Hi Qais,

On Tue, May 05, 2020 at 16:56:37 +0200, Qais Yousef <qais.you...@arm.com> 
wrote...

>> > +sched_util_clamp_min_rt_default:
>> > +================================
>> > +
>> > +By default Linux is tuned for performance. Which means that RT tasks 
>> > always run
>> > +at the highest frequency and most capable (highest capacity) CPU (in
>> > +heterogeneous systems).
>> > +
>> > +Uclamp achieves this by setting the requested uclamp.min of all RT tasks 
>> > to
>> > +SCHED_CAPACITY_SCALE (1024) by default, which effectively boosts the 
>> > tasks to
>> > +run at the highest frequency and biases them to run on the biggest CPU.
>> > +
>> > +This knob allows admins to change the default behavior when uclamp is 
>> > being
>> > +used. In battery powered devices particularly, running at the maximum
>> > +capacity and frequency will increase energy consumption and shorten the 
>> > battery
>> > +life.
>> > +
>> > +This knob is only effective for RT tasks which the user hasn't modified 
>> > their
>> > +requested uclamp.min value via sched_setattr() syscall.
>> > +
>> > +This knob will not escape the constraint imposed by sched_util_clamp_min
>> > +defined above.
>> 
>> Perhaps it's worth to specify that this value is going to be clamped by
>> the values above? Otherwise it's a bit ambiguous to know what happen
>> when it's bigger than schedu_util_clamp_min.
>
> Hmm for me that sentence says exactly what you're asking for.
>
> So what you want is
>
>       s/will not escape the constraint imposed by/will be clamped by/
>
> ?
>
> I'm not sure if this will help if the above is already ambiguous.

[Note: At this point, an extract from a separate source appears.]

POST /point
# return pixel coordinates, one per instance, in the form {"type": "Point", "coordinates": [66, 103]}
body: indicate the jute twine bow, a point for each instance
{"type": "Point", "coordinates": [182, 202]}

Maybe if
> I explicitly say
>
>       ..will not escape the *range* constrained imposed by..
>
> sched_util_clamp_min is already defined as a range constraint, so hopefully it
> should hit the mark better now?

Right, that also can work.

>> 
>> > +Any modification is applied lazily on the next opportunity the scheduler 
>> > needs
>> > +to calculate the effective value of uclamp.min of the task.
>>                     ^^^^^^^^^
>> 
>> This is also an implementation detail, I would remove it.
>
> The idea is that this value is not updated 'immediately'/synchronously. So
> currently RUNNING tasks will not see the effect, which could generate 
> confusion
> when users trip over it. IMO giving an idea of how it's updated will help with
> expectation of the users. I doubt any will care, but I think it's an important
> behavior element that is worth conveying and documenting. I'd be happy to
> reword it if necessary.

Right, I agree on giving an hint on the lazy update. What I was pointing
out was mainly the reference to the 'effective' value. Maybe we can just
drop that word.

> I have this now
>
> """
>  984 This knob will not escape the range constraint imposed by 
> sched_util_clamp_min
>  985 defined above.
>  986
>  987 For example if
>  988
>  989         sched_util_clamp_min_rt_default = 800
>  990         sched_util_clamp_min = 600
>  991
>  992 Then the boost will be clamped to 600 because 800 is outside of the 
> permissible
>  993 range of [0:600]. This could happen for instance if a powersave mode will
>  994 restrict all boosts temporarily by modifying sched_util_clamp_min. As 
> soon as
>  995 this restriction is lifted, the requested sched_util_clamp_min_rt_default
>  996 will take effect.
>  997
>  998 Any modification is applied lazily to currently running tasks and should 
> be
>  999 visible by the next wakeup.
> """

That's better IMHO, would just slightly change the last sentence to:

       Any modification is applied lazily to tasks and is effective
       starting from their next wakeup.